GSA e-gov office faces budget cuts

Some question what move means for the future of e-gov

Office of Management and Budget officials are proposing budget cuts for the next fiscal year in the electronic government and technology office of the General Services Administration.

Sources familiar with the fiscal 2006 budget preparation process say OMB officials intend to curtail spending at GSA's Office of Governmentwide Policy (OGP) by 30 percent to 50 percent. OMB officials also would like to transfer some of the policy office's responsibilities elsewhere within GSA.

The cuts are "focused on scoping OGP back to its original intent," a government official said. Because the fiscal 2006 budget will not be finalized until President Bush submits his spending plans to Congress in late January, knowledgeable sources who agreed to let Federal Computer Week publish this information would only speak on condition of anonymity. Two of the main players were not available for comment — Marty Wagner, associate administrator of GSA's Office of Governmentwide Policy, and Karen Evans, OMB administrator for e-government and information technology.

GSA officials have filed an appeal to restore their funding, and a final OMB decision is expected soon.

Within OMB, some officials with budget influence have said the GSA e-government policy shop duplicates work being conducted by OMB's e-government and IT office. Higher than anticipated costs in Iraq make GSA's congressionally appropriated funds vulnerable, according to some sources.

Federal budget officials also believe GSA has involved itself in e-government operations to a greater degree than it should, according to a government official. The office has a history of piloting e-government projects before agencies assume the large-scale operational duties.

Various current and former government officials agreed on the basic details of the budget cut, but differed on the interpretation.

One former government executive said the cuts would have serious ramifications for e-government efforts. Because OMB would not acquire additional personnel to make up for cuts at GSA, "the signal very well may be that it is not a priority of the administration," the former executive said.

The workload of OMB officials would increase should the cuts be finalized, the government official acknowledged. "It'll just get a lot of people to focus on core mission instead of having some speaking engagements," the official said.

"I don't know what [OMB's] motivation is," said Paul Brubaker, executive vice president of SI International and former Defense Department deputy chief information officer. "That's the multimillion-dollar question here." Brubaker helped draft the Clinger-Cohen Act as a member of Sen. William Cohen's staff in the 1990s.

But the cuts would not undermine e-government initiatives this far into their development, the government official said. "Those initiatives that are fully operational have self-sustaining business models," the official said. Two years ago, that would not have been the case and it could have been a problem. As it is, the reduced GSA budget would only create "a temporary, short-term shift in things," the official added.

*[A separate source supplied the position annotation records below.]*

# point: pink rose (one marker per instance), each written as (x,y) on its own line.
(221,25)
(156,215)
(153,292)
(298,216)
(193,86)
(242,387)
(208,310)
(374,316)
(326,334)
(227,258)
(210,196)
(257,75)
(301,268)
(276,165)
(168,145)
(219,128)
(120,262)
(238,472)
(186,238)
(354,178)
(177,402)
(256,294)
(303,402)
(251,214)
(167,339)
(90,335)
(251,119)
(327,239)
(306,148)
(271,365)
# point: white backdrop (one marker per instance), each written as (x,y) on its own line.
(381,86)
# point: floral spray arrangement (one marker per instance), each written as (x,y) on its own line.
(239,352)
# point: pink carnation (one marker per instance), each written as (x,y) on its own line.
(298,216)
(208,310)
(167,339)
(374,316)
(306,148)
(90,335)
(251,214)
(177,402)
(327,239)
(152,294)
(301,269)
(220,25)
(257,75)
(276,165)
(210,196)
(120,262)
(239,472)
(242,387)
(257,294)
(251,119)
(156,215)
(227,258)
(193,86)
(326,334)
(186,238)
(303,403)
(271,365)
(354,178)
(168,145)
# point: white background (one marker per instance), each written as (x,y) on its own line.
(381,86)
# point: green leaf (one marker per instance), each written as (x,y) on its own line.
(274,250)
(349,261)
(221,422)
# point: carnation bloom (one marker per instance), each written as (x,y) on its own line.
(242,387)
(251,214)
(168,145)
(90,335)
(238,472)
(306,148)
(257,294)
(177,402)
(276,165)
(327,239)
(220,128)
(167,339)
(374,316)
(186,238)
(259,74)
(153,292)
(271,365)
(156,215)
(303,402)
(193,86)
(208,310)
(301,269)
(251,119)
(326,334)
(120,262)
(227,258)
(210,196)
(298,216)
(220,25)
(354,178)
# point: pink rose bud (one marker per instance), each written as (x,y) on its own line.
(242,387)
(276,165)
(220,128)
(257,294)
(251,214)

Another former government official said OMB's actions could be "a serious inhibitor." Since passage of the Clinger-

Cohen Act in 1996, the role of GSA's governmentwide policy office has been to support OMB in the analysis and policy work required by the act, the former official said.

"OMB is limited in the number of staff it can have," that official said, so the work must be done elsewhere. The policy office "is operational on a test basis, as opposed to operational on a mass scale." Under the act's terms, "that's what GSA is supposed to do," the second former official said.

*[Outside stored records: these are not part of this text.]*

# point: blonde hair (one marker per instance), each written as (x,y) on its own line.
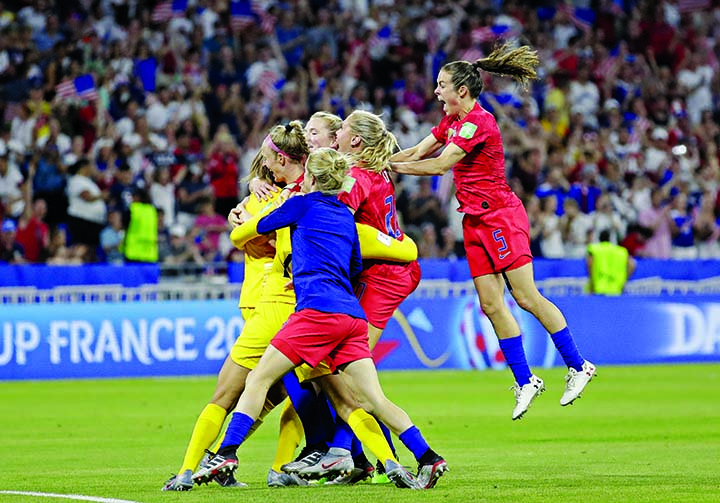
(331,121)
(518,63)
(378,144)
(328,167)
(290,138)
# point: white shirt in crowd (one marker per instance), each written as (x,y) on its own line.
(94,211)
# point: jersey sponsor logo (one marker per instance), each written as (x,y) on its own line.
(467,130)
(348,184)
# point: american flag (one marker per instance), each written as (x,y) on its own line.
(267,83)
(581,18)
(605,67)
(693,5)
(472,54)
(79,87)
(162,12)
(482,34)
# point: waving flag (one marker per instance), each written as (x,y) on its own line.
(241,15)
(580,17)
(79,87)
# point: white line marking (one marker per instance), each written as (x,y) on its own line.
(69,497)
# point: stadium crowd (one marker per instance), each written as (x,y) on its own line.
(173,99)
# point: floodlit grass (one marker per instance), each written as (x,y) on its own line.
(640,434)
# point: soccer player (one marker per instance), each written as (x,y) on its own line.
(495,224)
(264,314)
(329,323)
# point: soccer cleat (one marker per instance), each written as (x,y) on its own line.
(379,475)
(335,462)
(215,466)
(524,395)
(307,457)
(575,382)
(228,480)
(180,482)
(280,479)
(428,473)
(361,472)
(400,476)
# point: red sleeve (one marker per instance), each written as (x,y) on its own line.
(355,189)
(440,131)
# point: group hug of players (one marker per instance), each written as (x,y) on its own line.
(327,265)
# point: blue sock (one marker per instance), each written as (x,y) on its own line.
(388,436)
(515,357)
(312,409)
(568,350)
(343,437)
(236,433)
(414,441)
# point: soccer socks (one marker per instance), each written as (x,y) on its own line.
(388,436)
(414,441)
(367,430)
(237,432)
(207,428)
(291,433)
(515,357)
(568,350)
(312,409)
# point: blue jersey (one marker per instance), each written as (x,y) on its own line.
(325,251)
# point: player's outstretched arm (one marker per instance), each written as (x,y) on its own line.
(375,244)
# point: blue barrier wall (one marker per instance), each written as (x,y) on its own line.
(50,276)
(186,338)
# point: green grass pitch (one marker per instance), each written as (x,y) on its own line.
(640,434)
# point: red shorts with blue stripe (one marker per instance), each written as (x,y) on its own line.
(383,286)
(497,241)
(312,336)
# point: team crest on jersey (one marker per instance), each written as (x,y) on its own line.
(348,184)
(467,130)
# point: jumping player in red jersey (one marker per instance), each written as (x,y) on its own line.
(495,224)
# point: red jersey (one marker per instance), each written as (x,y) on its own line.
(480,175)
(372,196)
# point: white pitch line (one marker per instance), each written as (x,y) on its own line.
(69,497)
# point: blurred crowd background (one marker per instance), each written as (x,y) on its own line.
(106,102)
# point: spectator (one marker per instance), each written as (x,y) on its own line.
(207,230)
(609,266)
(656,220)
(33,233)
(87,213)
(11,185)
(181,250)
(141,236)
(111,238)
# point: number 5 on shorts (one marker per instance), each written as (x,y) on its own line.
(502,249)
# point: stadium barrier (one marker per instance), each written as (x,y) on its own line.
(153,338)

The proposed reduction is "a sign that either OMB is not happy with what they've been getting, or that the missions have changed," the source added. "It'd be very interesting to understand where that area of overlap is, as opposed to support, and what measures of effectiveness have been used to determine that [GSA] has excess capacity."

Good e-government policy requires the personnel strength and test operations GSA has been supplying, according to a third former government official. "Policy is not just something you write and issue. It is something that is piloted and developed and implemented in stages over time."

"You can't just dismiss the value of the activity because you don't want it done in another organization," the third former official added.

OMB is "the pinnacle of oversight in the whole chain of information technology in the federal government. ... They've got the right to turn on and turn off virtually anything they want," Brubaker said.

OMB pushes for consolidation

The Office of Governmentwide Policy is not the only organization within the General Services Administration undergoing intense scrutiny by Office of Management and Budget officials.

As part of the fiscal 2006 budget, OMB officials propose consolidating the Federal Supply Service and the Federal Technology Service, Federal Computer Week has learned.

"The sense is that both FSS and FTS are still maintaining sales forces," despite a GSA reorganization in 2002 that was supposed to eliminate overlap, said a former government official who spoke on the condition of anonymity.

Some speculate that OMB's move has come about as a result of the stated intent of Rep. Tom Davis (R-Va.), chairman of the House Government Reform Committee, to examine GSA's structure and consider changes.

OMB's actions are "a direct reflection of the same things [Davis] has been talking about," the source said.